A: When someone dials the national 911 number, a nearby call center for emergency services (known as a public safety answering point, or PSAP) picks up the call and the operator dispatches medical technicians, the police, firefighters or personnel from another appropriate agency in the area. This month, calls from AT&T Wireless users in at least 14 states would not go through to the emergency network from AT&T’s own cellular airwaves for several hours, possibly because of a malfunction with the software routing the calls to the 911 centers.
Ajit Pai, the chairman of the Federal Communications Commission, issued a statement the day after the disruption to say the agency was looking into the cause. However, AT&T is not the first or only wireless carrier to have problems connecting customers to 911 services. Among the previous cases, an FCC investigation into a Verizon outage and a failure to provide emergency-call service to some subscribers in 2014 resulted in a $3.4 million settlement.
A page devoted to 911 wireless services on the FCC’s website explains the challenge of handling emergency calls from wireless phones instead of wired landlines. The agency notes that because “wireless phones are mobile, they are not associated with one fixed location or address” like landlines. While the mobile phone can provide the location of the nearest cell tower, those coordinates may not be specific enough for a 911 dispatcher to use for directing a responder.

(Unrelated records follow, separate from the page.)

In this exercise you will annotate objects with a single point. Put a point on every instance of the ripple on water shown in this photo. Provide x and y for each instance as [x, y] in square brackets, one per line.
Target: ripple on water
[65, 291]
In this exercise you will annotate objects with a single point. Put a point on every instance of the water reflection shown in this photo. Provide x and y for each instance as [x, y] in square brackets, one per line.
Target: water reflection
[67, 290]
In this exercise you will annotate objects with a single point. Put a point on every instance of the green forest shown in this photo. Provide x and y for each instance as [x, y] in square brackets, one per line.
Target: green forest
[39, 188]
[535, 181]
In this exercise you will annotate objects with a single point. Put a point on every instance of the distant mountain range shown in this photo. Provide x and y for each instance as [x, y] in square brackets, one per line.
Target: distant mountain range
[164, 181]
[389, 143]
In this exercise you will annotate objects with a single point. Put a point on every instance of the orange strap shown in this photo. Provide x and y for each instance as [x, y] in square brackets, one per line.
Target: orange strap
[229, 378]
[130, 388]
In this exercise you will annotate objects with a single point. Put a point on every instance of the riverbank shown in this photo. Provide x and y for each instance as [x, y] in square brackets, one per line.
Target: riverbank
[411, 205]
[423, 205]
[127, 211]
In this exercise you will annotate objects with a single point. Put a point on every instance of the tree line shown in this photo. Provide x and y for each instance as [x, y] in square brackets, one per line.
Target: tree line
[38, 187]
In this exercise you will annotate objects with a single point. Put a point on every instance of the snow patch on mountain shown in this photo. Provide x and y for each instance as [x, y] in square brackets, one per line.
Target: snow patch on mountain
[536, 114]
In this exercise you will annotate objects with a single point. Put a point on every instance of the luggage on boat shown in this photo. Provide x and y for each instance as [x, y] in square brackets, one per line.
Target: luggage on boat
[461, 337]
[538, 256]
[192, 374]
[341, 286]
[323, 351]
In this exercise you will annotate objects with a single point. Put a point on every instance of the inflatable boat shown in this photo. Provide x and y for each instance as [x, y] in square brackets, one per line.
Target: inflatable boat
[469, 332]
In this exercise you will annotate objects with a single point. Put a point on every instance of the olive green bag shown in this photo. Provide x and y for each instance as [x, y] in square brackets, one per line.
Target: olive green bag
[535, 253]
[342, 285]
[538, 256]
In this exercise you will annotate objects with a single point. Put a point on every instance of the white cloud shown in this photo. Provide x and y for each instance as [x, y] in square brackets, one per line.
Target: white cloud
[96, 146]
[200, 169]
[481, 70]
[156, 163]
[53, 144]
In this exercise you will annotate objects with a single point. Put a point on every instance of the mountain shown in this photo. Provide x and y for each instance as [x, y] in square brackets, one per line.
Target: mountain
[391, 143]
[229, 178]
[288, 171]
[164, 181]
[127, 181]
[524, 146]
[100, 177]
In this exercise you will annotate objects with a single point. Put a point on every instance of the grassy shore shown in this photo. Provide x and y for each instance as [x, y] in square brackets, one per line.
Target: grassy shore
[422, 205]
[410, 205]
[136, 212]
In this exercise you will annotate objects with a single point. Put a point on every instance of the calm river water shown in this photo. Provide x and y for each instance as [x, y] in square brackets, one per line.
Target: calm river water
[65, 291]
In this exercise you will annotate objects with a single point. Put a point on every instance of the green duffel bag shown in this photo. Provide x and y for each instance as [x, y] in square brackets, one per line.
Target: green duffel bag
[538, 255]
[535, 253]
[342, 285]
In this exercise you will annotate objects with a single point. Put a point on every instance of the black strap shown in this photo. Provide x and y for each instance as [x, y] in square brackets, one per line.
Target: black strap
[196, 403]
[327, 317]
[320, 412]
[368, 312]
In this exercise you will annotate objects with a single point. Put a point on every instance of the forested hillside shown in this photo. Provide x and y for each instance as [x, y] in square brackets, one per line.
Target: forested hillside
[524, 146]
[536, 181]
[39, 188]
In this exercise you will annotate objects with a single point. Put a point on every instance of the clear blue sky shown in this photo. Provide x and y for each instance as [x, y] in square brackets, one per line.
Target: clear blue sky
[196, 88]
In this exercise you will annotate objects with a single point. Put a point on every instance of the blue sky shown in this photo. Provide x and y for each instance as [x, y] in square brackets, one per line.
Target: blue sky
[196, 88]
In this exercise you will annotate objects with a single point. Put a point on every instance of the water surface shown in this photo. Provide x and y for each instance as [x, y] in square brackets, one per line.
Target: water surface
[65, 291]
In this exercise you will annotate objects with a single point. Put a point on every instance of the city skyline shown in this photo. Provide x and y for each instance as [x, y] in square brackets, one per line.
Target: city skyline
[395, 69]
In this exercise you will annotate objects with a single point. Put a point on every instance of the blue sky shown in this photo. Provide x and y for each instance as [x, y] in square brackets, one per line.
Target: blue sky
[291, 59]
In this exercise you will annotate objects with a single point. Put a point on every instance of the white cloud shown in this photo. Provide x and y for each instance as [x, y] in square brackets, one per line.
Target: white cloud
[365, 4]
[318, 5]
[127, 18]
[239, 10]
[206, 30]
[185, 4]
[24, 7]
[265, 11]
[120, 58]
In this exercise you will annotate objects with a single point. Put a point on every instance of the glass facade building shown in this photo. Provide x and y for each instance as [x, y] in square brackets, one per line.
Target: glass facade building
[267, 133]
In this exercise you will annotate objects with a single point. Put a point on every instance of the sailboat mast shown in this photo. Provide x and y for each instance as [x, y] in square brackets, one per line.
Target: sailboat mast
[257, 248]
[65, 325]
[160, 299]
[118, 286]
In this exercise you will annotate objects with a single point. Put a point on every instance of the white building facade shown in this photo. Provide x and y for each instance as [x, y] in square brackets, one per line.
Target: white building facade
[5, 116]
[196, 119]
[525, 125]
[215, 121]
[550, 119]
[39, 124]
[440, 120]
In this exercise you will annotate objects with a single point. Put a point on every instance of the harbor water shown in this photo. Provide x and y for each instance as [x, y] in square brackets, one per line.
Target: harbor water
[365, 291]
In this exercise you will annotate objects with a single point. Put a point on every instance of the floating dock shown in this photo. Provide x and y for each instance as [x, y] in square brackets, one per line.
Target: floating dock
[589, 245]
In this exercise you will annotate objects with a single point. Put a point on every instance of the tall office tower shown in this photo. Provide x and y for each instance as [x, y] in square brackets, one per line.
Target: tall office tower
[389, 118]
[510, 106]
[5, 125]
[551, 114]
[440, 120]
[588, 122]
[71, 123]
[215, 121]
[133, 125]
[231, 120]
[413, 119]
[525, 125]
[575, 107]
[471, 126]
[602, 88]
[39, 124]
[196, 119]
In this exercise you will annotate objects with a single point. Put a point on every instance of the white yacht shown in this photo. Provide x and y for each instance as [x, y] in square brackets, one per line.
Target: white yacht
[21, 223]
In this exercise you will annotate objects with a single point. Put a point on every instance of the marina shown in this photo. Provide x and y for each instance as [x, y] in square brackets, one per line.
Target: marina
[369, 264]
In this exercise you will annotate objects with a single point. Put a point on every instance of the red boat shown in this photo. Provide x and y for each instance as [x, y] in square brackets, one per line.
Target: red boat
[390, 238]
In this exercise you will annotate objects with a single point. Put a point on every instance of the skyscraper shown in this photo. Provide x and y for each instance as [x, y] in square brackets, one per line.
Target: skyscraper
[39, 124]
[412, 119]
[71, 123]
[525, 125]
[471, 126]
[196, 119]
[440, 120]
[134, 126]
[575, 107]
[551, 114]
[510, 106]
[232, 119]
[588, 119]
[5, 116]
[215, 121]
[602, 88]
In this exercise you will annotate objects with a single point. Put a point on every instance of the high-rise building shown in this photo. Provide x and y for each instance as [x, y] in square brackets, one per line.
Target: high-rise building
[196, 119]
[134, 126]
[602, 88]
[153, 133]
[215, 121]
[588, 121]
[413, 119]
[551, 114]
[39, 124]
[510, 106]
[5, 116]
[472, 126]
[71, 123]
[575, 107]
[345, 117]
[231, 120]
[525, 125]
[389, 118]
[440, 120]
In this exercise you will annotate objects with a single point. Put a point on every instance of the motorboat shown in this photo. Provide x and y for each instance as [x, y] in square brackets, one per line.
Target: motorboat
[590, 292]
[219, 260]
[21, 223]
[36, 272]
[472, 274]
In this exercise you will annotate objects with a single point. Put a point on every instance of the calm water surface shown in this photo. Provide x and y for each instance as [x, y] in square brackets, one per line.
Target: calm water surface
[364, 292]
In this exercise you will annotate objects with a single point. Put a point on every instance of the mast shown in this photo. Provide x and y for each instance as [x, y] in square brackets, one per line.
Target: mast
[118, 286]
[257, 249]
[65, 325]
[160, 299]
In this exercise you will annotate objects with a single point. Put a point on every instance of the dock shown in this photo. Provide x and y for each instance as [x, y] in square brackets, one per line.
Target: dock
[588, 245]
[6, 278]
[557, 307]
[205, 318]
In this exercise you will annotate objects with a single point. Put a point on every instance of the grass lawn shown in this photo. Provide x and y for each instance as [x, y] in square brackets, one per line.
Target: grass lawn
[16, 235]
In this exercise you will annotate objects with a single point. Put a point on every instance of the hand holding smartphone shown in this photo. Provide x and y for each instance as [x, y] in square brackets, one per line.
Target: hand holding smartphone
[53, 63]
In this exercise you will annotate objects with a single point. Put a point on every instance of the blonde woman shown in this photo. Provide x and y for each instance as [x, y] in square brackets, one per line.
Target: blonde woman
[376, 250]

When calling 911 from a wireless phone, be sure to give your exact location and phone number immediately in case you are disconnected.
To help pinpoint calls, almost all carriers use Enhanced 911 services to provide the dispatchers with more precise information, like the geographical coordinates of the mobile phone, but some PSAP centers do not yet have the technology to receive the data. The major national carriers AT&T, Sprint, T-Mobile and Verizon all have information on emergency-calling services on their sites.